Author and activist Naomi Klein has been visiting Louisiana, and conducted a short on camera interview with Al Jazeera about her impressions of the disaster response to BP's oil leak catastrophe...
Senator Dick Durbin once described Capitol Hill as being owned by the banks. He said the banks 'own this place' describing why it was so hard to get financial reform through in Washington, and all I can say from having spent the week here in Louisiana is that it really feels like the oil and gas industry owns this place.
I think we're dealing with two factors here. One is an election strategy for the Obama Administration, they want to keep some distance, they don't want to own the disaster fully, they want to still have somebody to point fingers to. But then there's also just this major attitude in this administration from day one really, to trust industry.

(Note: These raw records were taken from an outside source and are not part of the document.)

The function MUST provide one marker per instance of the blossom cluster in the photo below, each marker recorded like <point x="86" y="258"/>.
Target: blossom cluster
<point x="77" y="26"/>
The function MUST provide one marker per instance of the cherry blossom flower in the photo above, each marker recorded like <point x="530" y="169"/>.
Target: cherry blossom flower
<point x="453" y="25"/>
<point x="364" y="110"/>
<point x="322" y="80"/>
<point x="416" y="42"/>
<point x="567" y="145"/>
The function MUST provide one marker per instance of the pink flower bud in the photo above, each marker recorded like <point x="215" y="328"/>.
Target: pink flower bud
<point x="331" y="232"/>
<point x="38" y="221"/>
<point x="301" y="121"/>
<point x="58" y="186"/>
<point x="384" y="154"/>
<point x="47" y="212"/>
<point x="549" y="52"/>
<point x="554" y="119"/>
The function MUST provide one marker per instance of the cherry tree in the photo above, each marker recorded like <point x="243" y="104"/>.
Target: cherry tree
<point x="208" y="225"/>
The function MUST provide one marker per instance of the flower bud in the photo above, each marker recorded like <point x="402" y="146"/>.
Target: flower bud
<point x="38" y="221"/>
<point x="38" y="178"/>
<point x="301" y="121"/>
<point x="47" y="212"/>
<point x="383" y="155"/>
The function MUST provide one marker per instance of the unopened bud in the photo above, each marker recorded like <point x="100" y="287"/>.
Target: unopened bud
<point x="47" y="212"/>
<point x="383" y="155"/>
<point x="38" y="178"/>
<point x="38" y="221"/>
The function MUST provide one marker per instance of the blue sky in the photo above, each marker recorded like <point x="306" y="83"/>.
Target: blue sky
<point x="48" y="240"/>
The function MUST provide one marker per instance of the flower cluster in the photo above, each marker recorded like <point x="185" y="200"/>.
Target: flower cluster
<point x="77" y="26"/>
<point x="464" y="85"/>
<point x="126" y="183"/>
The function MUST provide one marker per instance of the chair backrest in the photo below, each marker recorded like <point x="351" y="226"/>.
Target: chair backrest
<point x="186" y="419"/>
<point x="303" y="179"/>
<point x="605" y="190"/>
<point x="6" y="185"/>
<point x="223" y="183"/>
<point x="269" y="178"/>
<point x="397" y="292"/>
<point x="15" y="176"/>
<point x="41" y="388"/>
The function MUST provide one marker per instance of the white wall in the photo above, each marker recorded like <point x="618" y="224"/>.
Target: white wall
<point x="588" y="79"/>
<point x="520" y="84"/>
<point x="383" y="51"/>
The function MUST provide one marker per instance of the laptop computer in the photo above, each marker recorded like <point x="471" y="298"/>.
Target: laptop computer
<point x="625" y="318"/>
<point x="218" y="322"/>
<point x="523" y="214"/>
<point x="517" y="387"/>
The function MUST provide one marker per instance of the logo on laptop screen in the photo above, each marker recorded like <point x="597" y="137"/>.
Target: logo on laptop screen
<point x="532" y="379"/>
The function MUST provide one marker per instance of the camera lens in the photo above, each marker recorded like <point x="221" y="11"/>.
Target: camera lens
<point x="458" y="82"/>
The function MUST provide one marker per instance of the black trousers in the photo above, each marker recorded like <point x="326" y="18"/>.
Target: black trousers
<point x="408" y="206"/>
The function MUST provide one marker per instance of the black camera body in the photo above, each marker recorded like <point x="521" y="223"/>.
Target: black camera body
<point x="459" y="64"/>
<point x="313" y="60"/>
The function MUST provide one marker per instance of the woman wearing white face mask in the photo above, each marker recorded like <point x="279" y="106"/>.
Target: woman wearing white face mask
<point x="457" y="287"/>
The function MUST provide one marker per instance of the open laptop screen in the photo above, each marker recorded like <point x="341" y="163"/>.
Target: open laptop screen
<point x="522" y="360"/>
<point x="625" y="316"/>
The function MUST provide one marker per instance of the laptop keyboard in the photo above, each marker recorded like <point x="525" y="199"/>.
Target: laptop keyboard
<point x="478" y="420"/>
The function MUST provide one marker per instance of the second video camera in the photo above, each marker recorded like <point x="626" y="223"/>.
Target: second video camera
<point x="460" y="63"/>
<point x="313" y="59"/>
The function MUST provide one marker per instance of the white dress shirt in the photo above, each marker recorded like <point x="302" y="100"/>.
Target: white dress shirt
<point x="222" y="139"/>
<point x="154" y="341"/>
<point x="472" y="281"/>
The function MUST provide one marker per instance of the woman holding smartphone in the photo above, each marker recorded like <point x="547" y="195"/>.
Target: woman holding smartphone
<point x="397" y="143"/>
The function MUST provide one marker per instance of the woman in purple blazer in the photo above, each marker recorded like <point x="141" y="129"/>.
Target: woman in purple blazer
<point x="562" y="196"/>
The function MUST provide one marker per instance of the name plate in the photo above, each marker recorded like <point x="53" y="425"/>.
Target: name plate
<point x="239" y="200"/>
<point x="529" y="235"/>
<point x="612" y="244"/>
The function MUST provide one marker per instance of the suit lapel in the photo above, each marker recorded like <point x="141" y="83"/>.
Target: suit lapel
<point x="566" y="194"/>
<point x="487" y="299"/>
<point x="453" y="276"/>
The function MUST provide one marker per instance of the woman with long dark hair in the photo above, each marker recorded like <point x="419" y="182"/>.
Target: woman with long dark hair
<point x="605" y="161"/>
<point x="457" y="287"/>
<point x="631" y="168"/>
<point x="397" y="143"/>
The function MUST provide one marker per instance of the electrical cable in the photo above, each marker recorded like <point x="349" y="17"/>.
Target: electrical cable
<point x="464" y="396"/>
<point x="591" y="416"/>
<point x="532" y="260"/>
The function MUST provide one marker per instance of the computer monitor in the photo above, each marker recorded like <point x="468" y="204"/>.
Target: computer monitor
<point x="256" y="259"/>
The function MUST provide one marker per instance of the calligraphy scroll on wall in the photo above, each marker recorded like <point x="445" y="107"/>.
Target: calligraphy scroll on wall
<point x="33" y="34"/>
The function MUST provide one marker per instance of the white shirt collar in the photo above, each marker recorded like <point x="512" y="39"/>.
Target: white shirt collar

And so, even when the industry creates the disaster - I'm sorry to make these analogies with the financial sector, but we saw it with the banks as well - they melted down the economy but then we still heard from the Obama Administration as well as the Bush Administration starting with them but carried through from the Obama Administration, 'we're not going to tell the banks how to do their jobs, they're the experts, we're going to stand back'.
And now they're doing the same thing with the response to the greatest, what looks like the greatest environmental catastrophe, or what could very well prove to be he greatest environmental catastrophe this country has ever seen. And I think people are very confused by this because this is clearly a national emergency, so why is it that BP is in charge of the whole operation?